Rules and assumptions for living guide our behaviour and enable us to cope with our everyday lives. Rules for living are necessary for us to make sense of the world around us and to help us function on a day-to-day basis. So, having rules, in itself, is not unhelpful. The question is what type of rules do we have? Helpful rules are realistic, flexible, and adaptable, and they enable us to function healthily and safely. Unhelpful rules are unrealistic, unreasonable, excessive, rigid, and unadaptable (in my case it was about having to know everything I could to feel more competent at work and navigate more effectively through my transition from recruitment into coaching. I will let you imagine how frustrating, doubtful and miserable the very start of the change process was for me! Everything I was doing - even when I was loving doing it - was guided by these words "I'm not good enough").

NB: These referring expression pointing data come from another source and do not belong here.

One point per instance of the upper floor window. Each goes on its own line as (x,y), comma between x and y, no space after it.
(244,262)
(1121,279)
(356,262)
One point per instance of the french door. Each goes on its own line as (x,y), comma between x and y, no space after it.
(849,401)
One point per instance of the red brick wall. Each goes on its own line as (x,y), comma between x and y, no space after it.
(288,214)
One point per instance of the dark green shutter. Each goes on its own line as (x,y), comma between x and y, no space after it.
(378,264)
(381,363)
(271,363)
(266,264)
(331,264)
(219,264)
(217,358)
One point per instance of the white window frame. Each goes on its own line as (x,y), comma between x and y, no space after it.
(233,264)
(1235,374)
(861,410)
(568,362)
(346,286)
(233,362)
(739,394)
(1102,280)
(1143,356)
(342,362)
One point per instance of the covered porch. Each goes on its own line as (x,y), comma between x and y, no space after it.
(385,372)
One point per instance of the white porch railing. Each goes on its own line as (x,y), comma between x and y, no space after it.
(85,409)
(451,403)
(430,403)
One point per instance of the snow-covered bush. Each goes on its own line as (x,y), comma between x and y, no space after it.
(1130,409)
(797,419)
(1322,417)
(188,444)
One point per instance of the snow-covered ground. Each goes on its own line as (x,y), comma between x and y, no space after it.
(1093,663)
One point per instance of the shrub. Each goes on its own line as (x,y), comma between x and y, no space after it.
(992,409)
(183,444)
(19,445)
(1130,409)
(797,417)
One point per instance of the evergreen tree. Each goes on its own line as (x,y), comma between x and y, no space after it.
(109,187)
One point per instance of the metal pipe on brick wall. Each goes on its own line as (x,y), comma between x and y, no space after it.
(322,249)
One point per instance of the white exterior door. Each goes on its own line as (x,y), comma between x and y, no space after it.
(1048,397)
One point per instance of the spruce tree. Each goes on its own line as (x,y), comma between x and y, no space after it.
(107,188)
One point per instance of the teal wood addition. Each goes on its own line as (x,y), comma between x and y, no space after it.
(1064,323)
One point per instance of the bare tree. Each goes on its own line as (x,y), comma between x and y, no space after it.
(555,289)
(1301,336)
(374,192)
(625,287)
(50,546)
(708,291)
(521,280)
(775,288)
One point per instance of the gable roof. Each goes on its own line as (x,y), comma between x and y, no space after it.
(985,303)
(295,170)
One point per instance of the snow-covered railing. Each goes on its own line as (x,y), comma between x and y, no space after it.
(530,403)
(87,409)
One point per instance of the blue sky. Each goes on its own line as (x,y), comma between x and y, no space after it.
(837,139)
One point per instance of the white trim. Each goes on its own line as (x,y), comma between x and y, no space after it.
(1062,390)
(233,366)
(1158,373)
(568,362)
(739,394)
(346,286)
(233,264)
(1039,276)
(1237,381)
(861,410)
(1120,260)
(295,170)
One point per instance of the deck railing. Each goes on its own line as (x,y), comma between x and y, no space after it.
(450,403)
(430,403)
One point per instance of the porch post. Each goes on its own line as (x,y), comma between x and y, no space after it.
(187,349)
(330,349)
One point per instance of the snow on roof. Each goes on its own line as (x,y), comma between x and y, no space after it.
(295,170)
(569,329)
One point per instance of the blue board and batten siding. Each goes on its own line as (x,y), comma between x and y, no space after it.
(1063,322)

A sudden and unexpected change might "push yourself to the corner of a room that gets smaller and smaller and where you feel impotent, out of control and badly about yourself". What I would encourage you to do is identify one rule or assumption for living that you would like to challenge and consider an alternative rule that is more balanced and flexible. What can you do to put this rule/assumption into practice on a daily basis?
It will require practice and effort. Remind yourself that your rules for living have become solid habits. You will experience setbacks - it's OK - because it means you're unlearning old habits that no longer serve your change. It might feel slow but guess what, you're gradually creating a new helpful and more balanced opinion about yourself.